Python Forum

Full Version: pdf to mp3
You're currently viewing a stripped down version of our content. View the full version with proper formatting.
I'm mostly a micro python guy on ESP32 devices but recently ran across a lot of python programming videos on youtube. One caught my eye and have been trying to get it working in PyCharm. It is a program to convert a PDF file to text and then convert that to an mp3 file which is an audio file speaking the text that was in the PDF. Here is a link to the video... https://www.youtube.com/watch?v=LXsdt6RMNfY she is using oneAPI which also requires visual studio. I have installed them but they are a bit intimidating.
It is mostly working in pycharm... it does print out the text but instead of speaking the text it is saying each letter in the file.

This is my version of her program... hers had some deprecation issues though is was a fairly recent video.
Not sure how I did it but at one point it displayed the output text file and it was only one letter per line which would kind of explain why it is saying each letter instead of the words.
I tired writing the text to a file but got an error.... file must have a 'write' attribute
I've included test_pdf.pdf
import pyttsx3,PyPDF2
import pickle
from PyPDF2 import PdfReader

reader = PdfReader('test_pdf.pdf')
speaker = pyttsx3.init()
text = reader.pages[0]
file = text.extract_text()
clean_text = file.strip().replace('\n', ' ')
#with open('resume.txt', 'wb') as pickle_file:
 #   pickle.dump(file, 'pickle_file')
print(file)

#pickle.dump(clean_text, 'resume.txt')
#name mp3 file whatever you would like
speaker.say(file)   
#speaker.save_to_file(file, 'story.mp3')
speaker.runAndWait()

speaker.stop()
Ok. So, this is not an issue with your program. This is the result of the text formatting on your PDF.

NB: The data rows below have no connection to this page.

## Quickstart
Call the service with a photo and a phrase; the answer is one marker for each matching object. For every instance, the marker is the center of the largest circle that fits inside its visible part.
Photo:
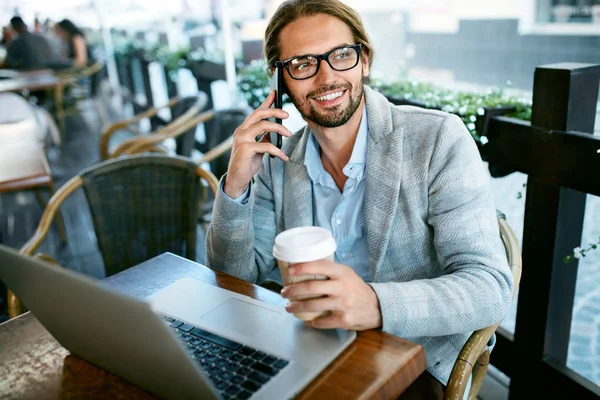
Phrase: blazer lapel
(383, 176)
(297, 188)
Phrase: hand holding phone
(277, 85)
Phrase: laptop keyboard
(236, 371)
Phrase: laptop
(190, 340)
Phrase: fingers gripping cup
(303, 244)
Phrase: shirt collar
(358, 159)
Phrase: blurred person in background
(77, 49)
(28, 50)
(8, 34)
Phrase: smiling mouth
(330, 96)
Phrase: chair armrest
(474, 349)
(45, 257)
(142, 144)
(49, 213)
(108, 131)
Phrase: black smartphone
(277, 85)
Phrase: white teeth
(330, 96)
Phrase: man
(403, 190)
(29, 50)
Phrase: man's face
(319, 34)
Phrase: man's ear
(365, 64)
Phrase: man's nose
(325, 72)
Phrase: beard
(334, 116)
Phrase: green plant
(578, 252)
(467, 105)
(254, 82)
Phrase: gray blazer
(436, 258)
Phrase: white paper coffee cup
(303, 244)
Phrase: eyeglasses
(340, 59)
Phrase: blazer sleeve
(240, 236)
(475, 289)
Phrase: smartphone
(277, 85)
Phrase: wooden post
(564, 99)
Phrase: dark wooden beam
(565, 98)
(568, 159)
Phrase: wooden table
(36, 80)
(34, 366)
(16, 81)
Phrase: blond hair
(292, 10)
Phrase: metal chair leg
(60, 224)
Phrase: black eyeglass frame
(325, 56)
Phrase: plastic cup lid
(303, 244)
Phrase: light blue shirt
(342, 212)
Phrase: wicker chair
(141, 206)
(474, 358)
(186, 117)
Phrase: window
(567, 17)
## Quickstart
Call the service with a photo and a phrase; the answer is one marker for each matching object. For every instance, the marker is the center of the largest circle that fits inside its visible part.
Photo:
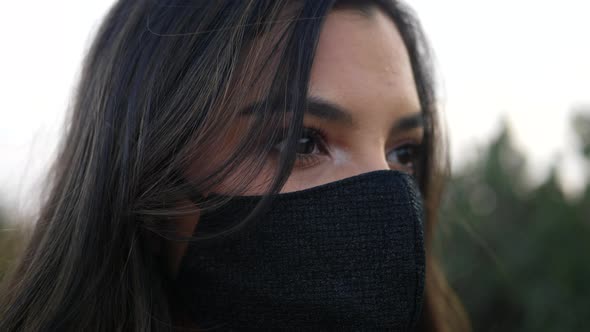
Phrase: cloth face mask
(348, 255)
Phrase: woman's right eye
(309, 147)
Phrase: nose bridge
(373, 159)
(368, 158)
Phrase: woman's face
(364, 112)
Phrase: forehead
(362, 63)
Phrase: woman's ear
(184, 228)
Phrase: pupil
(404, 156)
(305, 145)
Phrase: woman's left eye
(405, 156)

PDF files are kinda weird when it comes to text and these funky results are very common when extractig text.

If you look closely to the output of extract_text() you will see that there is one extra space " " between each character. One way to get rid of it is by doing so:

import pyttsx3
import pickle
from PyPDF2 import PdfReader

reader = PdfReader('test_pdf.pdf')
speaker = pyttsx3.init()
text = reader.pages[0]
file = text.extract_text()

# Removes double spaces.
clean_text = file.split(" ")

# Substitutes every empty string (actual spaces) for spaces.
clean_text = [c if c != "" else " " for c in clean_text]

# Puts back text again.
clean_text = "".join(clean_text)

# Rejoins everything in a single string.
clean_text = " ".join(clean_text.split())

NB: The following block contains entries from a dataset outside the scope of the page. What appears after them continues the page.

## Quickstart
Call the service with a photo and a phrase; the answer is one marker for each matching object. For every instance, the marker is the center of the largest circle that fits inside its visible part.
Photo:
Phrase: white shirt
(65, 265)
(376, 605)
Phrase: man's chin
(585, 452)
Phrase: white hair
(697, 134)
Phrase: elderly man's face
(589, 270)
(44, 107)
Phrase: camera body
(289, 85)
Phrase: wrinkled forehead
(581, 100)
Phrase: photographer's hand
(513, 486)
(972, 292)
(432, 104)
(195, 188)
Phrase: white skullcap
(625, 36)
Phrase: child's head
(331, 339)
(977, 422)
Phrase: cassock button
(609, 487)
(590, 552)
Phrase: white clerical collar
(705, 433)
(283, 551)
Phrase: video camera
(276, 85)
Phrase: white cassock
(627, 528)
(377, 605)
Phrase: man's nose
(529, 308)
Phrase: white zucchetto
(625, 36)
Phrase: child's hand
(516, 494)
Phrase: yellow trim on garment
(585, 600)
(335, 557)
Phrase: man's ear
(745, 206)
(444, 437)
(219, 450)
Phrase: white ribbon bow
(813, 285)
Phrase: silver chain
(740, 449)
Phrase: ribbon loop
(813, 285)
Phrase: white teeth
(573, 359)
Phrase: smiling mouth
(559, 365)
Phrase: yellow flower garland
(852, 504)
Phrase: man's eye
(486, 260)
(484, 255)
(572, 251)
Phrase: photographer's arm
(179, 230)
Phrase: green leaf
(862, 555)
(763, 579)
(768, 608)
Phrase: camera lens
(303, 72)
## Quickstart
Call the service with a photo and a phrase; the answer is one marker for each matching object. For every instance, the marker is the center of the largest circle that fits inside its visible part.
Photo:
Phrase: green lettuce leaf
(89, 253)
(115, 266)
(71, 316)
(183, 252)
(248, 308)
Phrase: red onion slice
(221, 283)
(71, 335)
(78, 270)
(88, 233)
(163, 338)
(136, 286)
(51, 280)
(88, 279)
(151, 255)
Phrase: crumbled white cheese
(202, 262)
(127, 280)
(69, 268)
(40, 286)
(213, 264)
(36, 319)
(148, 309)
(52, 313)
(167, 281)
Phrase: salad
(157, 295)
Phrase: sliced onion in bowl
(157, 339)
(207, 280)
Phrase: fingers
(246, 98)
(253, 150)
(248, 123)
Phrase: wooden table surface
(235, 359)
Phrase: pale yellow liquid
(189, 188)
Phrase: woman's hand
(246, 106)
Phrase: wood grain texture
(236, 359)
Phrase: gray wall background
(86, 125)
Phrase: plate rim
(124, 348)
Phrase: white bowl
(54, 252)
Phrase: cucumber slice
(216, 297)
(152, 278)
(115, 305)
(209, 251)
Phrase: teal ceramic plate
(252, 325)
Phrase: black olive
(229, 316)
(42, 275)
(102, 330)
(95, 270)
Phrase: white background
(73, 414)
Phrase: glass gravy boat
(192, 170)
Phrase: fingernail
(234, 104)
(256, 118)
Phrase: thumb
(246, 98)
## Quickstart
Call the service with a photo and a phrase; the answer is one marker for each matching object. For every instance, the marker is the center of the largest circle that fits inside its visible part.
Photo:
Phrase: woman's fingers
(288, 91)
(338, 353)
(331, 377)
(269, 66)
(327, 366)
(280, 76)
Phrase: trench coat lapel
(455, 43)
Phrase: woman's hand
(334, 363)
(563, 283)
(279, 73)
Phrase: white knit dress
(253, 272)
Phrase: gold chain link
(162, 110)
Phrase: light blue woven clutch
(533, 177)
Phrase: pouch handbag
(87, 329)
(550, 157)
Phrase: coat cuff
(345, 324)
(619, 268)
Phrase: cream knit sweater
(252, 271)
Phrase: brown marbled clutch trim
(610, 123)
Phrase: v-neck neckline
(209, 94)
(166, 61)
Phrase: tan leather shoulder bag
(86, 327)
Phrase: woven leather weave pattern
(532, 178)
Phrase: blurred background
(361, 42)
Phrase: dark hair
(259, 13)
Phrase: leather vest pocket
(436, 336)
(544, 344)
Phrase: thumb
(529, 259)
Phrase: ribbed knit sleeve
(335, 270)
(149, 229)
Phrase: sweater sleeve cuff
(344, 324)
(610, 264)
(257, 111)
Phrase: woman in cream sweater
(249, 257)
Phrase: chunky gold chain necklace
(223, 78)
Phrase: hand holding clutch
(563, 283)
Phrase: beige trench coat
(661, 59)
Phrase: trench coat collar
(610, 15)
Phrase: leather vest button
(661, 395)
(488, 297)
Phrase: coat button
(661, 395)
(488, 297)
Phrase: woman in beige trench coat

# Be sure the pass `cleat_text` to the speaker.
speaker.say(clean_text)
speaker.runAndWait()
speaker.stop()
I am absolutely sure at some point a Python Magician will come with a much better and optimised solution, tho. Be sure to come back later to check for new answers.
Thanks very much for your insight and solution Big Grin
Have to clean the as text carecavoador do,which is ok.
An other soution is to use pdfplumber which is good with text extract in pdf's.
import pdfplumber
import pyttsx3

speaker = pyttsx3.init()
pdf_file = "test_pdf.pdf"
with pdfplumber.open(pdf_file) as pdf:
    pages = pdf.pages
    for page_nr, pg in enumerate(pages, 1):
        text = pg.extract_text()
        speaker.say(text)
        speaker.say(f'Ther was {page_nr} page in {pdf_file}')
        speaker.runAndWait()
        speaker.stop()
As the old saying goes there is more than one way to skin a cat... still pretty new to python... amazed at all the pre written utilities that are available... glad I rediscovered this site... I signed up quite some time ago but had forgot about it.